Many of those wage losses come from the region’s manufacturing sector, which once was a mainstay of local economies across the region.
According the Bureau of Economic Analysis’ report: The manufacturing sector in Floyd County reported a 5.9 percent drop in its manufacturing pay over the past four years, but other Northwest Georgia counties fared much worse. In Catoosa County wages and salary in the manufacturing sector dropped a whopping 35.6 percent. Whitfield County and Walker County each had double-digit percentage declines in manufacturing at 19.5 and 15.5 percent respectively.
The true key to a restoration of Northwest Georgia’s manufacturing sector is closely tied to a rebound in the nation’s housing sector. Until housing rebounds, key Northwest Georgia industries — think carpet and wood flooring, among others — cannot begin to return to pre-recession production levels. And the housing news is not good.
Mark Vitner, a senior economist with Wells Fargo Securities, told the AP there were roughly 2 million homes in foreclosure nationwide, 2 million homes with delinquent mortgage payments and 2 million bank-owned homes that weren’t even on the market. It all puts downward pressure on prices and makes gauging the true supply of homes difficult. “Because of that unknown supply and pressure on home prices, a lot of potential sellers are not putting their homes on the market,” Vintner told the AP. In addition, “builders are holding on to cash” and staying on the sidelines until a clearer housing recovery takes hold.
There was a time, not that many years ago, when upwards of 30 percent of Floyd County employment was in manufacturing. The loss of manufacturing jobs is especially painful because for each manufacturing job that is created, as may as four other jobs are created, says William Steiner, executive director of the Northwest Georgia Regional Commission.
“The truth wealth of a nation is based on its ability to manufacture and export products and quite frankly we’re losing that edge,” Steiner told this newspaper. “If we don’t begin to get it back, this country is going to wind up in a very sorrowful state.”
Beyond manufacturing, workers in both the private and public sectors have faced layoffs and furloughs, both of which act to decrease total wages in the region.
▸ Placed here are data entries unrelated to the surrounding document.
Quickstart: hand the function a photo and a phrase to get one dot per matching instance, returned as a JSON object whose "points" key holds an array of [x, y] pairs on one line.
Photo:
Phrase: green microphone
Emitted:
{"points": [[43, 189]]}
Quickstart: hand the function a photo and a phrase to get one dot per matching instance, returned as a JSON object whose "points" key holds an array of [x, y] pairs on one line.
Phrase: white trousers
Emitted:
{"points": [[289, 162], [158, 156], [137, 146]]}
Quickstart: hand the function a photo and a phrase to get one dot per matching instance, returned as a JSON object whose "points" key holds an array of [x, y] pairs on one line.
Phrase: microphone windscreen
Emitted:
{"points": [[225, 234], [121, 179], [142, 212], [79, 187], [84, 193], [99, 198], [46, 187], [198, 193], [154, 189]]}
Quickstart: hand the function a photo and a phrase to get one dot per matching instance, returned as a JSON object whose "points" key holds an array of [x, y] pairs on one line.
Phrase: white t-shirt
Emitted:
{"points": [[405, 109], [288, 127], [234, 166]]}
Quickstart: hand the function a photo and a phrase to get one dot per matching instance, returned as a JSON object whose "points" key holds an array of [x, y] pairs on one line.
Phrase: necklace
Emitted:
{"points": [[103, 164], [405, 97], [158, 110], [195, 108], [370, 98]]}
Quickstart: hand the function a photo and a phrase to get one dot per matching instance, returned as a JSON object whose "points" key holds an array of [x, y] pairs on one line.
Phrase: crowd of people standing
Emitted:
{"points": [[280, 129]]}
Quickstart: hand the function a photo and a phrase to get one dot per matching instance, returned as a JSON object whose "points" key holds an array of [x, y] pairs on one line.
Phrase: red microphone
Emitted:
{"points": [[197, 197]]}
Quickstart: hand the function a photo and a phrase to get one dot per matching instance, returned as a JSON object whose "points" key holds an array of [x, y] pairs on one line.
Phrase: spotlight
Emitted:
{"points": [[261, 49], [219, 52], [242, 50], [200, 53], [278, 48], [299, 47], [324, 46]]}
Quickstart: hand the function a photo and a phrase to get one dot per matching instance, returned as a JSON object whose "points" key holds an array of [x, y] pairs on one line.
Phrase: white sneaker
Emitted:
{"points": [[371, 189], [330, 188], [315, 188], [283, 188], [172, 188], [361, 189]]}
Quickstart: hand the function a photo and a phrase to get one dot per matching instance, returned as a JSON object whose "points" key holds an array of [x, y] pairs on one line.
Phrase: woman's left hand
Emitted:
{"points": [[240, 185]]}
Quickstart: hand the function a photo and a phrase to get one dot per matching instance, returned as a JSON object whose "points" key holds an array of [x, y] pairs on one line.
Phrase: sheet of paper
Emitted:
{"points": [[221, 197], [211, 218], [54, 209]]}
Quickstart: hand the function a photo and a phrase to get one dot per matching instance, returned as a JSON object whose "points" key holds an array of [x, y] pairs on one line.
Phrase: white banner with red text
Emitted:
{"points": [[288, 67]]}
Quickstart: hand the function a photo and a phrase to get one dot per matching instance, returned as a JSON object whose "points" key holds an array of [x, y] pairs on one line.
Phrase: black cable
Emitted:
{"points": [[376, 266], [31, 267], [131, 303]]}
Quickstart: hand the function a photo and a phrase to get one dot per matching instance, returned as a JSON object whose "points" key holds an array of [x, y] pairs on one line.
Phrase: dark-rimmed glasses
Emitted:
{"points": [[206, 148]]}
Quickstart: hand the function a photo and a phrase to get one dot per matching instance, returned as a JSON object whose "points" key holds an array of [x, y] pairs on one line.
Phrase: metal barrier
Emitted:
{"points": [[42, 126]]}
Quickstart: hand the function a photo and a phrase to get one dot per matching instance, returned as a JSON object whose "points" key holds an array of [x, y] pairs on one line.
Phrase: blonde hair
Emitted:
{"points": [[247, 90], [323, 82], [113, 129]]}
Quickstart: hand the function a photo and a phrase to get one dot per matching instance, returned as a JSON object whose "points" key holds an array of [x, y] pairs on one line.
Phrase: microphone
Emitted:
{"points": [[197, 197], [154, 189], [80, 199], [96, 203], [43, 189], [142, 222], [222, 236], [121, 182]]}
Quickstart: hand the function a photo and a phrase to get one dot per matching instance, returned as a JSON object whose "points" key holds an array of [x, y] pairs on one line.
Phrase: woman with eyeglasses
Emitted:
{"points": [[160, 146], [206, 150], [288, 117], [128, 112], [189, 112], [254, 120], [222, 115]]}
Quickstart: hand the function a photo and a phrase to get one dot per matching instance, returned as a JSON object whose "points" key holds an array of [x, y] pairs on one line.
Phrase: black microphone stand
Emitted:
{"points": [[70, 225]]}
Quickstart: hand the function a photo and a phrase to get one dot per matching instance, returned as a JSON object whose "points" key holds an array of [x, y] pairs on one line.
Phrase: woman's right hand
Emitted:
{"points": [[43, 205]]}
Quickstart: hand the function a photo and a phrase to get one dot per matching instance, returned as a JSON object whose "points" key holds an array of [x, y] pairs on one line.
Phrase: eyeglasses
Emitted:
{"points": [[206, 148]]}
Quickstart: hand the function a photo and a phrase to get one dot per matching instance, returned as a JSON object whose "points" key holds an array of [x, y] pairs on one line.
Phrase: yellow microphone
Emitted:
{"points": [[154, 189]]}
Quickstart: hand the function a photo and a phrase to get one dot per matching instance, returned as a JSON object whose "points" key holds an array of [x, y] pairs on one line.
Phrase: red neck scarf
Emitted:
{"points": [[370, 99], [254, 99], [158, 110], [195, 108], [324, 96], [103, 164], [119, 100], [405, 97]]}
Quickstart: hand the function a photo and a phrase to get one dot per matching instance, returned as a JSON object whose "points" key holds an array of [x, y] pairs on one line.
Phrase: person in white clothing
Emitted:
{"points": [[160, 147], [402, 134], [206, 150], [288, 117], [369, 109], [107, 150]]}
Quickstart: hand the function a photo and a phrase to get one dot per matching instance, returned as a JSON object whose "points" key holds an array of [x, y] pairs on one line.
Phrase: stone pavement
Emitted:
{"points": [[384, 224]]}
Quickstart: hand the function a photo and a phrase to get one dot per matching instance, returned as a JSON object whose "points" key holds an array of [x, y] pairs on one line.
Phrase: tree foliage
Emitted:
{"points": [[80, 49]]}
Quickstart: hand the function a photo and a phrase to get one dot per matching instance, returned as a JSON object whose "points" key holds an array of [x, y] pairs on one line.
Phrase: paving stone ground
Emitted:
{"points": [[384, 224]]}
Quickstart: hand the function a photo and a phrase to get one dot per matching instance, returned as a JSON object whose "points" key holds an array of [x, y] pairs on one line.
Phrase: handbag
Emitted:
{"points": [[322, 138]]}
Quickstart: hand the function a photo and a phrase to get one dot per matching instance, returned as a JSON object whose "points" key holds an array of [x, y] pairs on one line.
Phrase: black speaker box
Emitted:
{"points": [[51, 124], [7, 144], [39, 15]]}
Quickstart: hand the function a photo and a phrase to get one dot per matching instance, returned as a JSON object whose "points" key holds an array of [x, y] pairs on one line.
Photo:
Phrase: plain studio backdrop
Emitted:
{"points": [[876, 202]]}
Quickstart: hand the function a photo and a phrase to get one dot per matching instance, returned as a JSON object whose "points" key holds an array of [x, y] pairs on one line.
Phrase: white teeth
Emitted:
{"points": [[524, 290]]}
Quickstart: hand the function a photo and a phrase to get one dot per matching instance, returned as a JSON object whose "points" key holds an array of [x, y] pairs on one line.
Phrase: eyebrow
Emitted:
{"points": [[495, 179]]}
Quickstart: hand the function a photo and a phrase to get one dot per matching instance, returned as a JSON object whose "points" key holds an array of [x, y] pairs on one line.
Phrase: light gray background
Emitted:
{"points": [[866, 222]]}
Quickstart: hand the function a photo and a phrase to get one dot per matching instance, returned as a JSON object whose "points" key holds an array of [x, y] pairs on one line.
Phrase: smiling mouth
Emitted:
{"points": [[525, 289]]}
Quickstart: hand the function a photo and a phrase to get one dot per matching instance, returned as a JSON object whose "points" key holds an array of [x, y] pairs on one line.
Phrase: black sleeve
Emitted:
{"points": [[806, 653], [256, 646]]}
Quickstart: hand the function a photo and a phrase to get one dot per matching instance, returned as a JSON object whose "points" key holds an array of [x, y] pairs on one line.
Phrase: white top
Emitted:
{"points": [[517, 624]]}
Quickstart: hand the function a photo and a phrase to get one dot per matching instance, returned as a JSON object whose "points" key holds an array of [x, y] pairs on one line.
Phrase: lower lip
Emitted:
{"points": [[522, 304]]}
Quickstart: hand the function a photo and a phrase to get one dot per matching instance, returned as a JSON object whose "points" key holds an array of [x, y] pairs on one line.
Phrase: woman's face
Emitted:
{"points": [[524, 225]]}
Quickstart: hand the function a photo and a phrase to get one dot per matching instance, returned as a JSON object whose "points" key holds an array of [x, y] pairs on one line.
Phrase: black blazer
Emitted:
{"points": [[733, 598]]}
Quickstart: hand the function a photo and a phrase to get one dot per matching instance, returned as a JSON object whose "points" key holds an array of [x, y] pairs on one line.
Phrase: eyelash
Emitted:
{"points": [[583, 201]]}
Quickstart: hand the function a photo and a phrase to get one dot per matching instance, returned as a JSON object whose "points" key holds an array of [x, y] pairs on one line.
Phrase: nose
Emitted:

For example, Floyd County’s retail sector’s wages and salaries saw a 10.4 percent drop between 2007 and 2010.
While families can deal with salary drops in the 5.9 percent to 10.4 percent range in the short term, economists worry about the long-term consequences. Robert Reich, who served as labor secretary in the Clinton administration, told the AP that whittled-down paychecks will erode spending power and thus lead to fewer sales, weak hiring and stagnant wages, creating a vicious cycle.
Certainly, if the Greater Rome families that have experienced the 5.9 percent drop in manufacturing wages or the 10.4 percent drop in retail wages see those losses continue for too long, the loss of spending power will further hit retailers and the manufacturers of big-ticket items.
We can handle the short-term effects of wage losses. What we should worry about is that stagnant wage power staying around this region too long. Greater Rome and all of Northwest Georgia need to see a rebound in manufacturing.